4. Underestimating the Critical Competencies

It is easy to give employees a new job title, but much harder to change how they think and behave.  And sometimes that new job title carries along with it expectations that existing staff may not be able to perform.  This problem is most common with product managers, but is also common with product designers and engineering tech leads.  Good products come from strong product teams, and strong product teams are made up of skilled people in these critical roles.  Without strong people on the product teams, the product operating model collapses.

5. Misunderstanding Role of Engineering 

It is remarkable how differently engineers are viewed at a product operating model company versus at other companies.  In many old companies this thinking is so ingrained that they follow this to the logical conclusion and they outsource their engineers, considering them a commodity.  Yet nothing could be further from the truth.  At strong product companies, engineers play a critical role in identifying the best opportunities and the best solutions.

6. Misunderstanding Nature of Product

There are some fundamental differences between technology-powered products and services, and other types of products.  Steve Jobs used to refer to “the disease of thinking that an idea is 90% of the work” yet with technology the idea is just the beginning, and we understand that many (most) ideas will not deliver the hoped-for value.  Knowing what you can’t know is essential when working with technology-powered products, and this leads to an experimentation culture where we seek to quickly identify a solution that works.

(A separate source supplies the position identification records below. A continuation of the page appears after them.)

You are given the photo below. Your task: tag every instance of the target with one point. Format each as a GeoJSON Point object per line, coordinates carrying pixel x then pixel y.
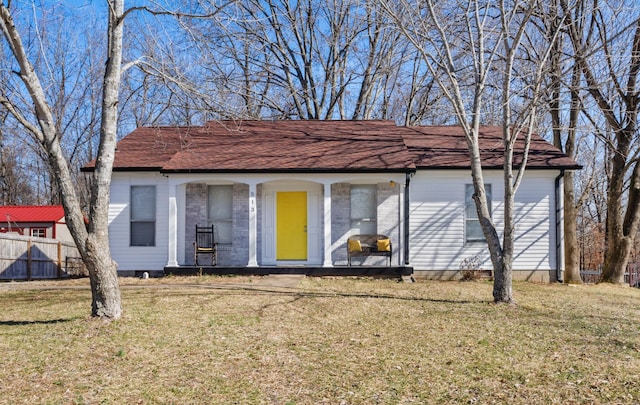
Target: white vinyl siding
{"type": "Point", "coordinates": [130, 258]}
{"type": "Point", "coordinates": [437, 224]}
{"type": "Point", "coordinates": [473, 229]}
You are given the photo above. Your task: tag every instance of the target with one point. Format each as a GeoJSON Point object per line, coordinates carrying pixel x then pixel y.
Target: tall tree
{"type": "Point", "coordinates": [91, 238]}
{"type": "Point", "coordinates": [475, 50]}
{"type": "Point", "coordinates": [564, 128]}
{"type": "Point", "coordinates": [606, 45]}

7. The Product Leadership Gap 

If the product operating model depends on strong product teams, who is it that coaches the people on the product teams to ensure they are capable of performing their critical roles, and then have the context to make good decisions?  In so many companies trying to transform, this critical responsibility is either ignored or delegated to others.  Yet in strong product companies, this is the primary responsibility of the product leaders.  

8. Peanut Butter Product Strategy 

To succeed, your business needs to be sure you are pursuing the most impactful opportunities, and responding to the most serious threats.  Yet in most companies they simply allocate resources to the many stakeholders across the company in what is known as the “peanut butter product strategy” (spreading the companies resources thinly across the company).  Instead, the company needs an inspiring product vision and a holistic, insight-driven product strategy.

9. Prioritizing Predictability Over Outcomes

Every company ideally wants both predictability (so they can know what is happening when) and outcomes (achieving the necessary business results).  Yet most companies do not understand the relationship between the two.  Strong product companies understand the difference between time-to-market and time-to-money.  Time-to-market is of course important, but not nearly as important as achieving the necessary business results.  In so many old companies, the technology teams do not feel empowered to achieve business outcomes, so the best they can sign up for is to deliver output.  But in a product company, predictably delivering output that does not provide the necessary business results is an empty victory.

10. Looking For Love In All The Wrong Places 

You are probably wondering how could so many companies be making so many fundamental mistakes?  In most cases, the reasons companies made these mistakes is because they looked for guidance from people that had never actually built products.  As surprising as this sounds, we see this problem across the industry.  This is most often the management consultancies, or the Agile coaching community.  But as with most things, it is buyer beware.  You need to be sure the people guiding you have truly been there and done that, and that they know what good looks like.  As a very explicit example, you need to make sure the people teaching your product managers have actually done product management at a product operating model company.

Moving to the product operating model means successfully navigating each of these issues.  It’s not easy, but hopefully you have a sense of what to look out for, and where you need to get to.